Neither of which will be in operation for some years, but hey, a step in the right direction …

“We are the first country in the Asia-Pacific region to commit to an emissions trading system” 

But not to actually start one or to set any emissions targets for it so that it could start … 

And, er, that would appear to be it for our proud actions at home. Now for the global stage …

“We have led calls for a new global agreement that sees all big emitters act …”

That would be particularly, of course, the few countries that haven’t already signed up to a global agreement: which ones were they, again?

“The second pillar of our international approach has been to make climate change the key focus for the APEC leaders summit in Sydney.”

And here we hit another of the speedbumps in the drag-racing fest that is Australia’s leadership on climate change. Because, as it happens, we know what the big proposals are from us as the host nation for APEC, because they were leaked to Greenpeace last week.

And the big proposed actions are …

  1. “safe and secure use of nuclear power”  (oxymoron)
  2. “bottom-up” national actions
  3. “development and diffusion of low-emission technology”
  4. “importance of forests as carbon sinks”
  5. “focus on adapting to impacts of climate change”
  6. “need to avoid creating obstacles to trade”
  7. “convene a research conference in 2008”
  8. “liberalise trade in environmental goods”

You can see how this frenzy of urgent and drastic action will be hard for the APEC leaders to take on board. Likewise the proposed target for reduction of emissions by 25% from a 2005 base by 2030 – which for some of the big emitters in APEC would not even be achieving their Kyoto 2012 target.

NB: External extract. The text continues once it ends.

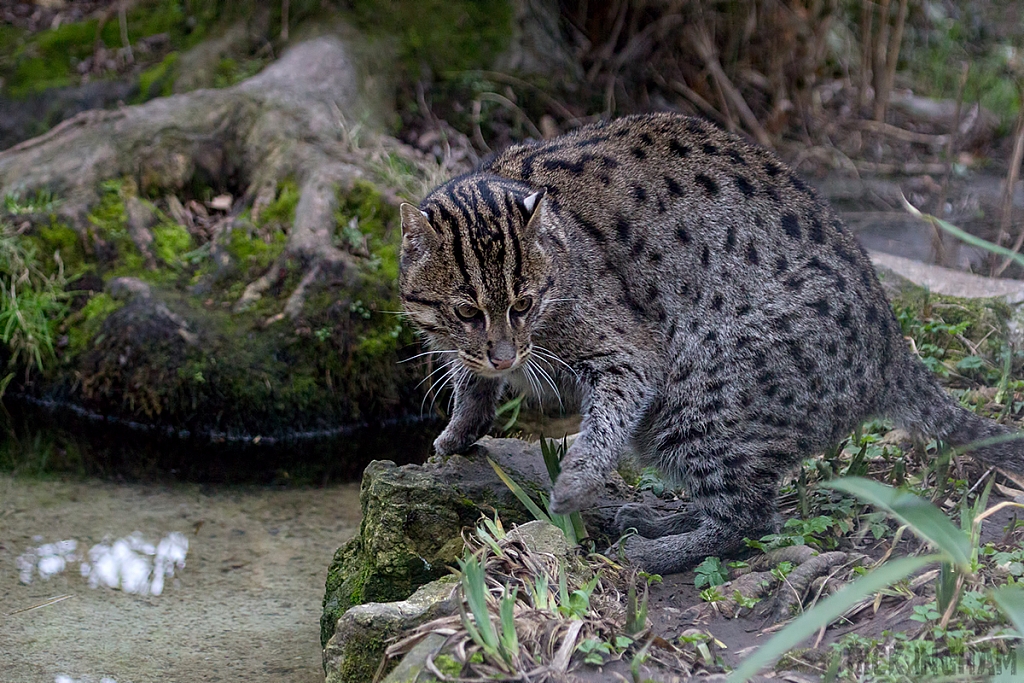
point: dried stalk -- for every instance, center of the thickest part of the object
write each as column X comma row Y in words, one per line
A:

Forestry gets much of the limelight, focusing on the “aspirational goal of expanding forest cover in the APEC region by at least 20 million hectares by 2020” – this does, in fact, amount to a full wedge in the unlikely event that the aspirations are met. Clearly Australia’s ability to contribute to this is negligible if the drought persists.

Limelight part 2 goes to the Asia Pacific Network for Energy Technology, which is going to concentrate on “those [technologies] which are not yet available for large scale demonstration or commercial development” – another headlong rush into action, then.

And then there’s energy efficiencies, claimed in the pre-APEC papers to have the potential to get 80% of the necessary savings – a claim sourced from the IEA, rather than any of the bodies studying the problem. I’ve already quoted the pitiful suggested target above – but it turns out once we get to the detail that the proposal isn’t actually as stringent (hah!) as it looks in the headlines – no, the proposed target is not, after all, a reduction in emissions at all – it is a reduction in energy intensity – ie the emissions per unit of GDP (or dollar, that being the unit we quote GDP in). Since GDP will probably grow by about 3%pa over the period of the target (and probably much more than that in the economies of the big emitters in APEC), that brings a doubling in the size of GDP by 2030, and a 25% reduction in energy intensity is the rip-roaring target of a 50% increase in actual emissions. Compare this with Mark Lynas’ view that we need a 60% cut in emissions by 2030, and you can see how the proposed APEC declaration will bring Australia into world leadership on the issue. And compare it with the fact that the proposed target for energy intensity would mean less progress on that measure in the future than we’ve actually achieved in the past.

Perhaps we can give the last word to Mr Downer:

“Climate change is a serious challenge. It will not be solved by adherence to failed strategies or the the kind of empty political posturing we have seen from the Labor Party on this subject. Only the Howard Government has the experience and the international credibility to deliver a meaningful climate change solution for Australia.”

Well, no, after all we can’t let him get away with such obvious bollocks. There is a meaning to the Howard government’s proposed solution, and that meaning is to essentially do nothing except aspire to grow some trees. Time for a change?

Or maybe we should indeed start on that “focus on adapting to impacts of climate change” – time to start building that 7-meter-high wall around the coastline, because if Howard and Downer are still in charge, we’re going to need it.

UPDATE from Greenhouse 2007: two significant reports released by CSIRO at Greenhouse 2007 dispute the ministerial lines on climate change and drought:

  1. the CSIRO / Board of Meteorology report on the prospects for Australia under climate change, and
  2. a CSIRO report on the impact of climate change on rainfall and drought.